Il y a tout dans cette victoire ! Je ne peux pas rêver plus. (Jean-Philippe Izzo)
C'est pourtant bien ce à quoi Jean-Philippe Izzo, ancien arbitre professionnel de football, est parvenu avec cette fille de
Dijon, auquel elle donne son premier gagnant à ce niveau. Lui qui a repris depuis un an l'institution cagnoise qu'est "La Cravache" en face de l'hippodrome de Cages-sur-Mer a comme toujours fait un pari.
"L'élevage est en effet une forme de pari, avance-t-il.
N'ayant pas les moyens d'acheter des yearlings aux ventes, on garde à l'élevage les bonnes juments que nous avons fait courir pour espérer faire naître des chevaux pour aller aux courses.
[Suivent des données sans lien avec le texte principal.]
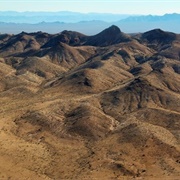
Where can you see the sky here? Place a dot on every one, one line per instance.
(154, 7)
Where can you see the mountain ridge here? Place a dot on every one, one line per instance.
(74, 106)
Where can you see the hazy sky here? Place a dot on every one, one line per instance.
(108, 6)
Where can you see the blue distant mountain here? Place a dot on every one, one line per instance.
(90, 23)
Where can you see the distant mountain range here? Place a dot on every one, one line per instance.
(90, 23)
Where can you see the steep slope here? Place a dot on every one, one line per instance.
(89, 107)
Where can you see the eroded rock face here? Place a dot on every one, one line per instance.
(87, 107)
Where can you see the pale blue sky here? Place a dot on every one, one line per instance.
(158, 7)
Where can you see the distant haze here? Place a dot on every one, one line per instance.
(145, 7)
(87, 23)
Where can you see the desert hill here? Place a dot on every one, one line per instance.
(87, 107)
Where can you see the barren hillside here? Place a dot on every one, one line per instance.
(90, 107)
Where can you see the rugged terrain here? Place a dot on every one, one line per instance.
(90, 107)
C'est le cas par exemple de Missrev, la grand-mère maternelle de "Jezabelle", qui nous a gagné un Quinté+ à Vincennes avec Nicolas (Ensch)."
Celui dont la casaque noire et rouge rappelle son attachement à l'OGN Nice, son club de coeur, s'est donc lancé dans l'élevage il y a une vingtaine d'années, la plupart du temps en association.
"J'ai deux ou trois poulinières que nous avons gardées avec leur carrière de courses, avec Jean-Pierre Ensch et Raymond Bonnel, l'éleveur des "Bond" qui est de très bons conseils pour les croisements. Mes juments sont en pension au Haras de la Paumardière en Mayenne", décrit-il.
Aux origines de Jezabelle Bie
Fille d’une gagnante de Quinté+ à Vincennes,
Missrev (Acteur Tilly), qui a aussi donné au haras
Deepstack (
Royal Dream), titulaire de plus de 157.000 €,
All In Las Vegas (
Magnificent Rodney), double gagnante en 25 courses, compte à ce jour deux qualifiés sur six naissances. Avant
Jezabelle Bie, elle a donné le jour à
Hautentica (Sam Bourbon), titulaire de 10 succès (dont six au monté).